Resolutions that work, part 2: Pay attention to what you eat

January 5, 2009 · 8 Comments

 

An empty bowl is an invitation to focus on what you eat.

An empty bowl is an invitation to focus on what you eat.

Next up on our tour of food-related New Year’s resolutions is what some people call mindful eating, or what I consider simply paying attention to what you eat. Nichele Hoskins, a Birmingham, AL-based magazine editor, put it best when she sent me her 2009 resolutions: Avoid eating in transit, topped the list. Sounds simple, but if you’re an avid grazer (a k a snacker) like me, you first have to acknowledge how much mindless chowing you actually do. You know, those times when you find yourself nibbling on this or that because you’re kinda, sorta, well, not really hungry. Sound familiar? Hmm, I just ate a scone while folding laundry. In fact, when I think about it, most of my eating is done while doing something else.

Evenings have been a downfall for David Mark, a consultant who specializes in nutrition research and development.. “No calories of any sort after dinner,” Mark vows for the coming year, to avoid mindless eating and reduce the likelihood of bedtime acid reflux.

Nichele’s and David’s seemingly small goals are powerful. Essentially, they involve avoiding situations where you eat while engaged in another activity, such as driving, working, reading, watching TV, or noodling on the Internet. 

Nichele’s goal: Avoid eating in transit. That’s a simple, yet powerful goal that can help short-circuit mindless consumption. Eating while distracted makes it difficult to register when you’ve had enough.

Too many of us eat without taking notice too often. According to Brigham & Women’s Hospital, 66% of us regularly eat dinner in front of the TV (yep, guilty of that one). So what? Well, it turns out mindless munching could make the digestive process up to 40% less effective, not to mention create unwanted side effects like bloating, acid reflux, or just plain eating too much. Eating while distracted makes it difficult to register when you’ve had enough.

There are lots of ways to eat mindfully, some of them not really suited to everyday living (are you going to close your eyes and register every bite, or chew every bite 30 times? Not me). But there are some simple strategies to bring your attention back to the task.

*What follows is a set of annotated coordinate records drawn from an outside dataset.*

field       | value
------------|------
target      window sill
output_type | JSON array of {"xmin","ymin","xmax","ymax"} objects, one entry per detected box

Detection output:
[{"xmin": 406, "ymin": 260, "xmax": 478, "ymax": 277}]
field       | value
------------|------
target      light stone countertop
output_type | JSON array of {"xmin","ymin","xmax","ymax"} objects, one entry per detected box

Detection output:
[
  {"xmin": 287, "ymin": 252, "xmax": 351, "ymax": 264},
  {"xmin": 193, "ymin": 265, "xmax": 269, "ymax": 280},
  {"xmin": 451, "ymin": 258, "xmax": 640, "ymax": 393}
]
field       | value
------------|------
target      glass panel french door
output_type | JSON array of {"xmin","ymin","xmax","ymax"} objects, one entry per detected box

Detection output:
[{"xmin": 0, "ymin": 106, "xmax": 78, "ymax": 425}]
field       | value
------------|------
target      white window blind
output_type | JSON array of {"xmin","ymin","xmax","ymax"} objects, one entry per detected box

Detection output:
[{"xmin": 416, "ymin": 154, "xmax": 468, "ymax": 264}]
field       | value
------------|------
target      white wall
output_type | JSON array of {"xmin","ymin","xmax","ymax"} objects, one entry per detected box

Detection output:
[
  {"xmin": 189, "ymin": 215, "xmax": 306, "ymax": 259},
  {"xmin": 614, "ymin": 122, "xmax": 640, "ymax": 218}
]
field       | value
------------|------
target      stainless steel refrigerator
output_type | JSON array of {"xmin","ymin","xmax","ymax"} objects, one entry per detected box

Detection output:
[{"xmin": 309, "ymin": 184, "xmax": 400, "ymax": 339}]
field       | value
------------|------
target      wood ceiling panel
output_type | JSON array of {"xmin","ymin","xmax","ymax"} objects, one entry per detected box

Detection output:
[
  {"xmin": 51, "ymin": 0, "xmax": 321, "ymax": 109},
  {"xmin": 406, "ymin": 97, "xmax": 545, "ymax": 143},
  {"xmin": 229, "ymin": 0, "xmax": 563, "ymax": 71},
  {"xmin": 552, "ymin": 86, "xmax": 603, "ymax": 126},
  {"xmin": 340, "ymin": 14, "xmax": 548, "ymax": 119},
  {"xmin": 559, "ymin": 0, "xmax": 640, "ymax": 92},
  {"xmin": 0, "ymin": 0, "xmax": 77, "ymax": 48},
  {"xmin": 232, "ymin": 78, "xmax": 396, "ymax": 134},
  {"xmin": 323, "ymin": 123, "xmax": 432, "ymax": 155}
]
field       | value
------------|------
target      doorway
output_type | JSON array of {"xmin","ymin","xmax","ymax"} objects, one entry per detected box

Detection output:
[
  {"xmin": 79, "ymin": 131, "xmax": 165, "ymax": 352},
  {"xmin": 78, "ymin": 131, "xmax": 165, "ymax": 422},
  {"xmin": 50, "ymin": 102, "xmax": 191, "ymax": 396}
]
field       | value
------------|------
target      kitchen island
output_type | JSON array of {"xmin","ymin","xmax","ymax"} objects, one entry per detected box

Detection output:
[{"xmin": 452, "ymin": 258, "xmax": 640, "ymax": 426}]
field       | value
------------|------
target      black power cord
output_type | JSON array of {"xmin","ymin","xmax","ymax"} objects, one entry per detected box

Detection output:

  • Eat with your nondominant hand to slow you down. (I can do that.)
  • Don’t watch TV, read, drive, or troll the Internet while you eat. (This one will be tough; I love eating and reading or watching TV.)
  • Serve up a proper portion on a plate. (Easy.)
  • Sit down to eat. (Not so easy, if sitting down doesn’t also involve another activity.)
  • Try to make the meal last 20 minutes. (That isn’t so long, but if you’re in the habit of bolting down your food, it will probably feel like forever at first.)
  • Eat food you like. (I like this one–why waste time eating food you don’t enjoy?)

3d-book_tip_2There are many triggers to mindless eating, as Cornell researcher Brian Wansink, PhD, can attest. He’s made a career of studying the psychology of eating–everything from how different-size plates influence how much we eat to why people consume more calories at Subway than they do at McDonalds. His (often surprising) findings are collected in his book and Web site Mindless Eating: Why We Eat More Than We Think. I’ve signed up for his National Mindless Eating Challenge, which allows you to customize weekly and monthly goals to eat better and with more attention. Also check out Brian’s blog on the Prevention magazine Web site. Now, I am hungry, so I’m going to go eat something. Just eat, nothing else.

[Update: I had a carton of blueberry nonfat yogurt and managed to sit down while eating it (though I had to fight the urge to get up and at least walk around, maybe pet the dog). But it was tasty, and I did note my enjoyment of it. However, I caught myself reading the nutrition info on the carton, which was a bit of a cheat. At least I was reading about the food I was eating.]